Baku to raise Armenian PM wife's "humanitarian Karabakh visit" attempt before Russian MFA
Baku, Azerbaijan, Oct. 5
By Leman Zeynalova – Trend:
Azerbaijan will raise an issue before the Russian Foreign Ministry about the initiative of the Armenian prime minister’s wife Anna Hakobyan to organize an illegal visit of Russia’s women to Azerbaijan’s occupied territories, Leyla Abdullayeva, spokesperson of the Azerbaijani Foreign Ministry, told Trend Oct. 5.
She was commenting on Hakobyan's campaign “Women for Peace” and in this context the intention of a group of women from Russia to visit the occupied Nagorno-Karabakh region of Azerbaijan.
"As a woman and a mother, I can understand that the "Women for Peace" initiative launched by Armenian Prime Minister's spouse Mrs. A.Hakobyan is based on the humanitarian principles. But, if the main purpose of this initiative is to prevent the death of young soldiers and innocent people, then it is necessary to look at very roots of the problem and to answer the question "What are the soldiers of Armenia doing on the territory of Azerbaijan?” Mrs. A.Hakobyan did not properly select the targets for her humanitarian mission; in order to prevent the death of young people, first and foremost, she should start from the public of Armenia, urge Armenia to end the occupation of the Azerbaijani territories and refrain Armenian women and mothers to send their sons to the occupied lands of Azerbaijan," said Abdullayeva.

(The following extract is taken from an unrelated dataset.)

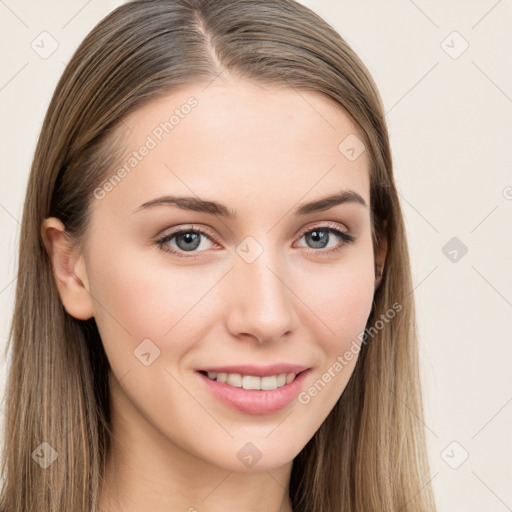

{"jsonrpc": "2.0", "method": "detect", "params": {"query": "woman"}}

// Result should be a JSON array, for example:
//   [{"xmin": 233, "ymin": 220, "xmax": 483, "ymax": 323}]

She noted that obviously, this initiative is aimed in the current situation, in particular, before the elections, for the domestic audience of Armenia.
"However, it should be taken into account that such initiatives under the name of “humanitarian mission”, encouraging a group of women from the Russian Federation to visit the occupied territories of Azerbaijan, do not comply with the mandate of Russia as the OSCE Minsk Group co-chair country, do not serve the conflict settlement purposes, and also, do not meet the spirit of the conversation held in Dushanbe between the President of the Republic of Azerbaijan and the Armenian Prime Minister. This issue will be raised by the Embassy of The Republic of Azerbaijan in Moscow with the Foreign Ministry of the Russian Federation," she said.
The conflict between the two South Caucasus countries began in 1988 when Armenia made territorial claims against Azerbaijan. As a result of the ensuing war, in 1992 Armenian armed forces occupied 20 percent of Azerbaijan, including the Nagorno-Karabakh region and seven surrounding districts.
The 1994 ceasefire agreement was followed by peace negotiations. Armenia has not yet implemented four UN Security Council resolutions on withdrawal of its armed forces from the Nagorno-Karabakh and the surrounding districts.